# Ads in tivo interface



## mangas (Sep 23, 2007)

Here's my "suggestion" for Tivo:

Remove all advertising embedded in the Tivo interface.

I've been a very vocal Tivo advocate since my first S1 (directivo). I am the tech-savvy geek that friends and family go to for advice on gadgets of all types. My current S3 is probably my 5th tivo unit but my recommendations to friends and family have easily given Tivo 10 new subscribers.

I used to tell people how much I loved my tivo but I don't feel that way any more. The presence of ads within the tivo interface is very offensive to me (even though the ads are not very obnoxious by today's web standards). I would not buy a car which had banner ads on the dashboard, and I would not have purchased my S3 if I had known about the ads now included in the tivo interface.

The #1 feature I value in my tivo is the ability to fast-forward through commercials.
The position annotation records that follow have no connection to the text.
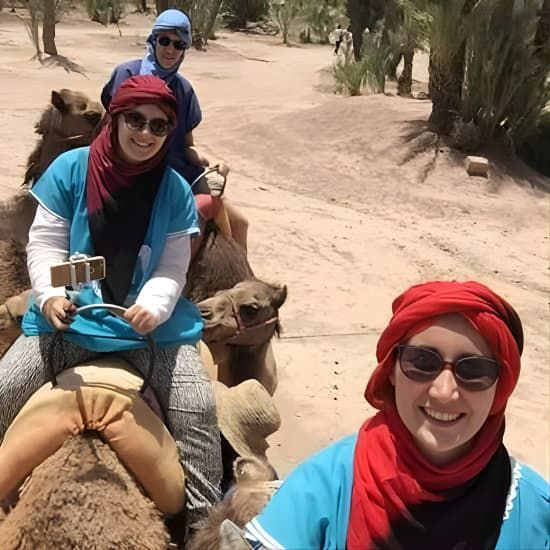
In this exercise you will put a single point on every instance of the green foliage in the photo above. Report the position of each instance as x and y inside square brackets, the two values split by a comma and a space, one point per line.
[375, 55]
[350, 77]
[448, 30]
[505, 88]
[284, 13]
[415, 26]
[322, 16]
[536, 146]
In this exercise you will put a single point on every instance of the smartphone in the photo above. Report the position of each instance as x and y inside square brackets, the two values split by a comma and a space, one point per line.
[78, 271]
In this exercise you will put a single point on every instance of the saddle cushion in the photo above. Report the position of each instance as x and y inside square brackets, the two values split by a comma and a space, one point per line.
[103, 397]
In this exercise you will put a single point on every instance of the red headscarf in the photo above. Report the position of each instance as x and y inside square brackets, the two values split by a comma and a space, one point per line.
[391, 475]
[120, 194]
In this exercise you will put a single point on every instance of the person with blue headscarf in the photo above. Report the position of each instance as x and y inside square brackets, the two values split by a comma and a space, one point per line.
[166, 46]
I can hardly stand to watch Tivo-less network TV now, because the advertising feels so invasive to me. What Tivo gave with one hand has been taken away with the other.
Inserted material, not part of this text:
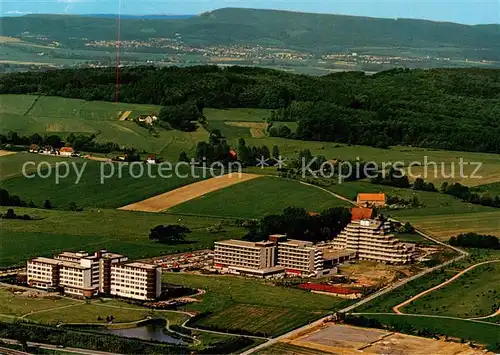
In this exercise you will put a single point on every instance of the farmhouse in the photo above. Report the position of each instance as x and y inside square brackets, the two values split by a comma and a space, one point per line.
[371, 200]
[83, 275]
[66, 151]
Of course it is within tivo's right to sell ad space on their device (and yes, I know it's in the user agreement blah blah). As a consumer, it is my responsibility to speak with my wallet.

My long relationship with tivo will end at the completion of my current 3-year subscription. I am sad about this. Tivo used to be such a great product. Tivo could have sold an ad-supported service for $10/month and an ad-free service for $20/mo. People like me would have happily opted for the latter.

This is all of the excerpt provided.